Driving a Relay and another load

Chicago Mike

So I read the how to drive a relay topic thread, and knoewledge base article. Makes complete sense, but I'm also trying to add an LED so when the relay trips it also drives the LED (via the transistor). See· attached schematic.


Here are my specs:
The relay coil is 180Ohms, and has an Hfe of 200
The stamp gives 5 volts, and my main supply to trip the relay and LED are 9V

So with just the relay is easy to calulate the needed value of R1.
Stall=(9-.6V)/180=.0467
Sat=.0467/200=.0002335
R1=(5-.6V)/.0002335 = about an 18K resistor (Please tell me if I'm wrong here).

So with adding a .02mA LED and a 350Ohm protective resistor in the fashion that my drawing shows, how to I compensate for this in my formula. Do I need to recalcute R2 as well?

I guess I'm a bit confused, using the attached schematic, how to add this load in the position its in and calulate R1, (and if needed recalculate R2). As you'll see in my schematic, I need the LED to go on when the relay goes on.

Any help would be great. Thanks!

allanlane5

Note the LED drops 1.4 volts across it, no matter what current you put through it (until it burns out at like 30 mA. Don't do that.)

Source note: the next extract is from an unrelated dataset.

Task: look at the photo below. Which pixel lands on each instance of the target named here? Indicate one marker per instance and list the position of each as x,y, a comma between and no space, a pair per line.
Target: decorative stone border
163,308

So calculate the voltages and currents using 1.4 volts as the LED's drop.

Beau Schwabe

The circuit is just fine, the LED and Relay are basically in Parallel, with each other, so the current
going through Q1 can be determined by ADDING the Relay current and the LED current together

Relay current = (9V - .6V) / (Coil resistance) 
              = 8.4V / 180 
              = 47mA

Led current = ( 9V - .6V - VLED ) / R2 
            = 7V / 330 
            = 21mA

Working Backwards:

         R2 = ( 9V - .6V - VLED ) / ILED
            = 7V / 21mA
            = 333

Note: Vled can be determined with a DMM that has a diode check. Depending
      on the type of LED this can vary greatly.  MOST LED's will work just
      fine between 5-10ma, few will be able to handle much more than 30mA.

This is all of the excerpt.